A visão pragmático-redutora da execução penal parte fundamentalmente de duas

premissas: por um lado considerar subsistentes somente os dispositivos efetivamente

recepcionados pela Constituição, afastando consequentemente aqueles eivados de

inadequação constitucional. Por outro lado, aportar para a legislação e prática penitenciárias

todos os instrumentos redutores do poder punitivo preconizados pela Constituição de 1988,

Código Penal, Código de Processo Penal e pelos Tratados e Convenções internacionais sobre

o tema. Acreditamos ser esta uma útil forma de ruptura com o “isolamento antidemocrático”

sofrido pela Lei de Execução Penal ao longo desse quarto de século.

A efetividade desse novo paradigma da execução penal depende evidentemente de

vontade política, mas também, essencialmente, da revisão e introdução de alguns conceitos

penais.

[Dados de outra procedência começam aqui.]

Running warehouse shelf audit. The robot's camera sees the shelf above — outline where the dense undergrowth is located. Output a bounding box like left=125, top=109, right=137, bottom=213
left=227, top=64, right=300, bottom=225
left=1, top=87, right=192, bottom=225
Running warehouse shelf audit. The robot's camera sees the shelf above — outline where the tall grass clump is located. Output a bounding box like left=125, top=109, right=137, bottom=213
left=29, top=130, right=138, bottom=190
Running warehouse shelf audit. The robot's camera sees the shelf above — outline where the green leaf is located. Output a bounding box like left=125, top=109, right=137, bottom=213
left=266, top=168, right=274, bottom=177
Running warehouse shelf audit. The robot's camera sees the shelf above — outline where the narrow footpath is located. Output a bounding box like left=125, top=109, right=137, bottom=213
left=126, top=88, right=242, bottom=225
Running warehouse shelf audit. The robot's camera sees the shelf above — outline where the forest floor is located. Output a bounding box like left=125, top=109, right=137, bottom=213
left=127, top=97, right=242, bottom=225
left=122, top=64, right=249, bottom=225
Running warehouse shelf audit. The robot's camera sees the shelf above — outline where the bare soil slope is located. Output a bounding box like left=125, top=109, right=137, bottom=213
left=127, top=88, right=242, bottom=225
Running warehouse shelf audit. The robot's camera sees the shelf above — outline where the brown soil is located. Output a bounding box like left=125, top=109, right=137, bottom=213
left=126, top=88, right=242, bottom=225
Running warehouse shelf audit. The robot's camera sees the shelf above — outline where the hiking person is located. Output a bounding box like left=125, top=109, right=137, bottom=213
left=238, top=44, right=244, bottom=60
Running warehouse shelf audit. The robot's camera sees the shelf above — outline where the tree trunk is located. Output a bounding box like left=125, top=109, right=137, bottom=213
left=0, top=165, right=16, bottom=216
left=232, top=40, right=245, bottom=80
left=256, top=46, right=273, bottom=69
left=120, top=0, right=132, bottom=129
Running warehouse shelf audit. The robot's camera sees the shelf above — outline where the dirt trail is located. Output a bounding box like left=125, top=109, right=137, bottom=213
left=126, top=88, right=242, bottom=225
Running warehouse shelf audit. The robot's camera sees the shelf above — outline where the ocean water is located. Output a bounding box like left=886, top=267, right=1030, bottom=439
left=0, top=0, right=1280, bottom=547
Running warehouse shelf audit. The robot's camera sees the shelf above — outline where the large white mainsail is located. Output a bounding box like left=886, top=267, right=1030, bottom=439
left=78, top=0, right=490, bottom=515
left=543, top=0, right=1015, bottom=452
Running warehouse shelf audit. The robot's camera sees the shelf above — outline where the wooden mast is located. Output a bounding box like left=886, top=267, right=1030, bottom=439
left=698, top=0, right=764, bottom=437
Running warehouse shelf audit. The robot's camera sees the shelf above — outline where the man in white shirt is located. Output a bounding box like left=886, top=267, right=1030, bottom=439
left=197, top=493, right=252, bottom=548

Neste escopo, apresentamos a seguir algumas proposições, de forma breve e sem a

pretensão de esgotar o tema.

2. Direitos não atingidos na execução

Apesar de dotados de uma cristalina obviedade, alguns dispositivos precisam ser

exaustivamente lembrados a determinados operadores do direito. Caso contrário, são

simplesmente olvidados. E vilipendiados. Um deles consiste no art. 3º da LEP1, que assegura

ao condenado e ao internado todos os direitos não atingidos pela sentença ou pela lei.

Dentre tais direitos não atingidos pela sentença ou pela lei podemos destacar os

direitos à vida, igualdade, segurança, propriedade (art. 5º caput, CR), inexigibilidade de fazer

1 No mesmo sentido aponta o art. 38 do CP: “O preso conserva todos os direitos não atingidos pela perda da

liberdade, impondo-se a todas as autoridades o respeito à sua integridade física e moral”. Relevante também o

disposto no item 57 das Regras Mínimas para o Tratamento de Prisioneiros da ONU: “A prisão e outras medidas

cujo efeito é separar um delinqüente do mundo exterior são dolorosas pelo próprio fato de retirarem do indivíduo

o direito à autodeterminação, privando-o da sua liberdade. Logo, o sistema prisional não deverá, exceto por

razões justificáveis de segregação ou para a manutenção da disciplina, agravar o sofrimento inerente a tal

situação”.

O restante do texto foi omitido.